— В чем именно состоит лечение?
— Лечение представляет собой использование одной из форм электрогипноза. Вы наденете легкие очки, испускающие световые вспышки, и наушники, через которые будут подаваться синхронизированные со вспышками гармонические звуки. Комбинация того и другого вызовет состояние, близкое к трансу, что позволит телу расслабиться и обеспечит сон.
— Гипноз? — спрашивает Саманта.
Доктор Клей наверняка слышит в ее голосе уступающую сомнению уверенность, но, похоже, это его нисколько не смущает. Он отвечает с прежней абсолютной убежденностью, как будто его спросили, сколько будет дважды два:
— Да.
Может, это не имеет никакого значения, думает Саманта. Он знает, что они устали, дошли до предела, ведя неравную битву с бессонницей, а потому согласятся на любое предложение, сулящее хоть какую-то надежду.
— Когда придете сюда вечером, — продолжает доктор, — скажите дежурной внизу, что участвуете в проекте «Круг Эндимиона».
Ощущая острую потребность сказать что-то еще, но боясь озвучить вопрос, который вертится на языке у каждого {Что, если это не сработает?), Саманта все же решается:
— Почему вы назвали проект именно так?
Голос ее звучит безнадежно слабо и нетвердо, как у старшеклассницы, пришедшей на урок без выполненного домашнего задания.

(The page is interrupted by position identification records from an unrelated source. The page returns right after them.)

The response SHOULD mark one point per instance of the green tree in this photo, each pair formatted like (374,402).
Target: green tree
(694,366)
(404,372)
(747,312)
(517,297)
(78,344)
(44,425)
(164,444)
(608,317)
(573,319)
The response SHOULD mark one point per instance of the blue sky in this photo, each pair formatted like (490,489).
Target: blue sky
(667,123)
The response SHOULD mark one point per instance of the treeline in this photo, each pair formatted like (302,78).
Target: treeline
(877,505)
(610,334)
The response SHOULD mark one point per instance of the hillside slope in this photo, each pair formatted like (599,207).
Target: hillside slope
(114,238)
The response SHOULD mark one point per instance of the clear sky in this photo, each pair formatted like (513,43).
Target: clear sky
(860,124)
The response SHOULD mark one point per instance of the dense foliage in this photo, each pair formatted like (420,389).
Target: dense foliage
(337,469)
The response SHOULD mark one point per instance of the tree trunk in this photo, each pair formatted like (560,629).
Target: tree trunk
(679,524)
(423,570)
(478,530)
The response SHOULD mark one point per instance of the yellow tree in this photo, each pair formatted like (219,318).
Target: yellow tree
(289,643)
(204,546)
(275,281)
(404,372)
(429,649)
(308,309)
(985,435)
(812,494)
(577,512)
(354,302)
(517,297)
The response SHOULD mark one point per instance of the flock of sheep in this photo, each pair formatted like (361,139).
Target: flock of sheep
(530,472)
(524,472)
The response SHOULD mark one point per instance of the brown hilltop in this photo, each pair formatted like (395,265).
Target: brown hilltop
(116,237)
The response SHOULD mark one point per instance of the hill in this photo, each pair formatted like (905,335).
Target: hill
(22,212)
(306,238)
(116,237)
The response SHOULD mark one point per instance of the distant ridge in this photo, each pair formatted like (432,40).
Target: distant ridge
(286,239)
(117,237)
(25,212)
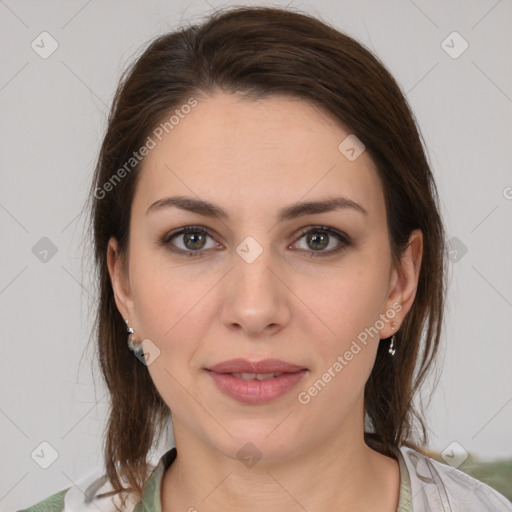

— Посмотрите. — Он указывает на висящую на стене картину. — Это работа Никола Пуссена под названием «Селена и Эндимион». Согласно греческой мифологии Селена, богиня Луны, безумно влюбилась в Эндимиона, беззаботного и красивого юного пастушка. По ее просьбе Зевс пообещал юноше исполнить одно его желание. Имея широчайшую возможность выбора — любовь, счастье, власть, деньги, — Эндимион попросил у верховного бога того же, чего хотите и вы. — Доктор Клей обводит взглядом неполный круг. — Сна. Конечно, для него сон был всего лишь способом навечно сохранить красоту и молодость. Именно этого он жаждал более всего на свете, и Зевс удовлетворил просьбу пастуха, наградив его вечным сном. — Доктор смотрит на Саманту. — Вот почему я выбрал для нас это имя.
— Ну и как? Уже ощущаете себя Зевсом?
Она не знает, какие чувства вызвал у него вопрос, но впервые видит, что доктор Клей колеблется при выборе ответа.
— Посмотрим.
Саманта поворачивается к картине, и ее взгляд снова цепляется за пустой стул. По какой-то неведомой причине это отсутствующее, ломающее круг звено вызывает у нее беспокойство, и появляется предчувствие чего-то ужасного.
Преодолев бегом три лестничных пролета и все еще отдуваясь, Фрэнк останавливается у двери квартиры Саманты. В бумажнике у него до сих пор лежит дубликат ключа, и сейчас он думает, стоит ли возвращать его по прошествии стольких месяцев. Он нажимает кнопку звонка и дважды стучит в дверь.
Саманта открывает, и глаза ее расширяются от удивления.
— Не был уверен, что застану тебя дома, — говорит Фрэнк, засовывая руки в карманы.
— Я взяла выходной. Не знала, на сколько задержусь, и решила подстраховаться.
Фрэнк осторожно входит и обводит квартиру взглядом, отыскивая перемены, произошедшие после его отъезда в Вашингтон. Похоже на то, как он впервые приехал домой после колледжа: вроде бы все то же самое и одновременно другое. Комнаты как будто уменьшились, сжались. На стенах новые картины. Артефакты прошлого — альбомы с рисунками, забытые безделушки — свалены в ящик и убраны в шкаф. Даже самая мелкая перемена напоминает о том, что жизнь здесь без него не остановилась, а продолжалась своим чередом. Никакой истории их любви. То, как Саманта стоит посреди комнаты, безвольно опустив руки, только усиливает ощущение утраты. Вот так она держалась в их последние недели вместе. В стороне от него, без страсти или желания. Говорила о чем угодно — о мебели, погоде, телепередачах, продуктах, — только не о них.
Именно это — ее усиливающееся безразличие, ее молчаливая отстраненность — действовало на него угнетающе. Он пытался убедить ее. Говорил, что они могут быть вместе. Говорил, что вовсе не ставит работу на первое место. Говорил, что любит ее. Но никакие объяснения не помогали. Что-то в Саманте изменилось, как будто она вот так, вдруг, за одну ночь, пришла к выводу, что за любовь к нему ей приходится платить слишком высокую цену. Секс стал актом отчаяния. Грубым физическим упражнением без нежности, без игры. По утрам, едва проснувшись, она поднималась и быстро уходила, так что к рассвету простыни остывали сильнее, чем воздух в пустой комнате.